Regular expressions

How to process text for search and validation

A regular expression or regex is used for searching, editing, extracting and manipulating data. Using regular expressions (or regex) you can verify if a specific string matches a given text pattern or to find out a set of characters from a sentence or large batch of characters.

Regular expression are also used in replacing, splitting and re-arranging text. Regular expressions are generally follow a similar pattern in most of the programming languages.

You can quickly create and test your regex with following websites:

Search for a text

For example, if we are going to search for html tags <h1>, <h2>, <h3>, <h4>, <h5>, <h6>, and </h1>, </h2>, </h3>, </h4>, </h5>, </h6>, then we can simply write the code like this:

/<\/?h[1-6]>/ig

PHP Example

PHP uses these functions for search and replace, preg_match and preg_match_all for matching and preg_replace for replacement.

$html = '<H1>Heading 1</H1>';
$pattern = '/<\/?h[1-6]>/ig';
echo preg_match($pattern, $html);
//prints "1"

preg_match searches text for a match to the regular expression given in pattern (/ is pattern delimiter) and returns 1 if the pattern matches given text, 0 if it does not, or false if an error occurred.

JavaScript example

In JavaScript, regular expressions (or regex) are implemented as their own type of object (such as the RegExp object). These objects store patterns and options and can then be used to test and manipulate strings.

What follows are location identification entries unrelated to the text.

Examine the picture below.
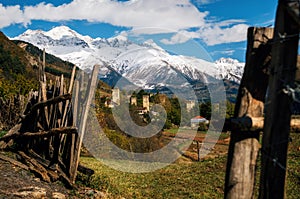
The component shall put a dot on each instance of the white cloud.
(168, 14)
(214, 35)
(224, 52)
(143, 16)
(11, 15)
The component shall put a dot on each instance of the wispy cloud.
(143, 16)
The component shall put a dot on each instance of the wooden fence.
(49, 137)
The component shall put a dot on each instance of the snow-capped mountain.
(144, 64)
(230, 69)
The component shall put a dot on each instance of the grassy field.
(182, 180)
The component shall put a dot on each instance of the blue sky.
(200, 28)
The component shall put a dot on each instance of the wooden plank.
(278, 110)
(51, 132)
(14, 162)
(55, 100)
(256, 123)
(244, 145)
(74, 137)
(64, 121)
(89, 96)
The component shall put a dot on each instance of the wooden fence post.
(83, 119)
(244, 145)
(278, 110)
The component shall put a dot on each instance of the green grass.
(175, 181)
(182, 180)
(2, 133)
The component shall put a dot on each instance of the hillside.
(19, 62)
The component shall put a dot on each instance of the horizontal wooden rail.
(254, 123)
(51, 132)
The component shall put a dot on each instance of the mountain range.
(145, 64)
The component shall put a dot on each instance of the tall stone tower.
(116, 96)
(133, 101)
(146, 103)
(190, 104)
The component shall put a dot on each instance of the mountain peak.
(61, 31)
(227, 60)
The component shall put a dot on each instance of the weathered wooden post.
(244, 144)
(280, 97)
(83, 120)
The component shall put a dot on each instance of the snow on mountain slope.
(144, 64)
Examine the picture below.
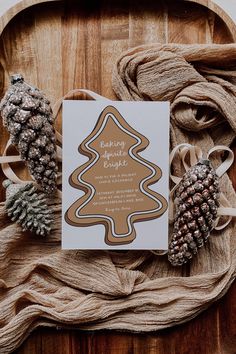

var regex = new RegExp('<\/?h[1-6]>','ig');
//or
var regex = /<\/?h[1-6]>/ig;
regex.test('<H1>Heading 1</H1>');
//returns true

Regex meta (or special) characters

The $^*()+.?[\{| punctuation letters are called meta characters which make regular expressions work. Here is an overview of these special characters:

Pattern delimiter

In PHP, a delimiter can be any non-alphanumeric, non-backslash, non-whitespace character. Often used delimiters are forward slashes /, hash signs # and tildes ~. The following are equivalent:

<?php
 $pattern = "/\w+/";
 
 //same as previous, but different delimiter
 $pattern = "~\w+~";

 //same as previous, but different delimiter
 $pattern = "!\w+!";
 
 //same as previous, but different delimiter
 $pattern = "#\w+#";

In JavaScript you would delimit regex with the / (forward slash) character. You also can use the global object RegExp using the normal string escape rules. The following are equivalent:

// Using delimiter
var pattern = /\s+/;

//Without delimiter, using RegExp object
var pattern = new RegExp("\\s+");

Matching start or end of text

^ lets the recognition start at the beginning. If you write ^a, the expression will match the letter “a” only if it appears at the very first character.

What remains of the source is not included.